A VARIETY OF ways to make unique natto products, such as “terrestrial heat natto” – soybeans fermented in subterranean heat – and “kotatsu natto” – soybeans fermented using a kotatsu heater – can be found at the Natto Museum on the grounds of the Mito factory of Takanofoods in Omitama, Ibaraki Prefecture.
A particularly striking example is “deba natto,” or natto wrapped in a bundle of straw with a broad-bladed “debabocho” kitchen knife stuck through the middle of it.
They say making natto in this fashion was once popular in the Tohoku region. Soybeans wrapped in straw were hung over a kamado, a type of cauldron, to steam and ferment. Drops of water appearing on the blade indicated it was ready.
How is natto’s distinctive taste – and also the stickiness of its long, trailing threads – achieved today? A tour of this cutting-edge factory reveals all.
Inside the facility, visitors can watch small plastic containers flowing along a production line extending more than 120 metres.. Soybeans inoculated with natto bacteria are placed into these containers one after another, after which they are stored in a special “muro” room, whose temperature is kept at 45 Celsius with humidity at about 95 per cent, for fermentation. It usually takes 17 to 20 hours before the natto is ready for consumption – and it is during this period that the peculiar stickiness develops.
The company stocks about 1,500 types of natto bacteria. Different types are used to vary the flavour and stickiness according to destination or desired type of end product. The taste and texture of the sauce included in packs of natto may also vary.

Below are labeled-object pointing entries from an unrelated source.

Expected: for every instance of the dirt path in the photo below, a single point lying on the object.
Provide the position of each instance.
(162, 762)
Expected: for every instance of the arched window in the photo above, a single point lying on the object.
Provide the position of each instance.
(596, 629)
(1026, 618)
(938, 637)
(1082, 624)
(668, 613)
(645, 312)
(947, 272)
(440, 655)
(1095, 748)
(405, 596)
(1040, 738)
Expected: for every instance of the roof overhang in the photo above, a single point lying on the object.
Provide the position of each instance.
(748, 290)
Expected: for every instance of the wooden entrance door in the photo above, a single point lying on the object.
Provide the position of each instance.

“For the Kanto region, the sauce is made thick. For Kansai, it’s thin but well flavoured, and for Kyushu, it’s rather sweet,” factory guide Hisako Yamada explains.
You can stop by the factory’s food-tasting section to sense the subtle differences. “The wide variety of natto and all the different flavours is just astonishing,” says Yoshik Yamada, 70, a homemaker from Yoshimi, Saitama Prefecture.
The fun of natto is that the taste also changes as you stir the beans with your chopsticks.
It is said that Rosanjin Kitaoji (1883-1959), a renowned gourmet, would put his natto in a deep container and stir it exactly 305 times, and then add soy sauce two or three times as he stirred it another 119 times. To finish, he would add chopped leeks and Japanese mustard.
Natto allows for individuality and peculiarity in the way it is eaten. Finding your own way is the way to go.
- The Natto Museum is administered by Takanofoods Co, the leading producer of natto in the country. Display panels explain a variety of natto-related facts including its history and health benefits. The factory operates 24 hours a day, during which it produces 2 million packs of natto. Reservations are required to join the roughly 90-minute tour, which runs twice daily at 10am and 1.30pm.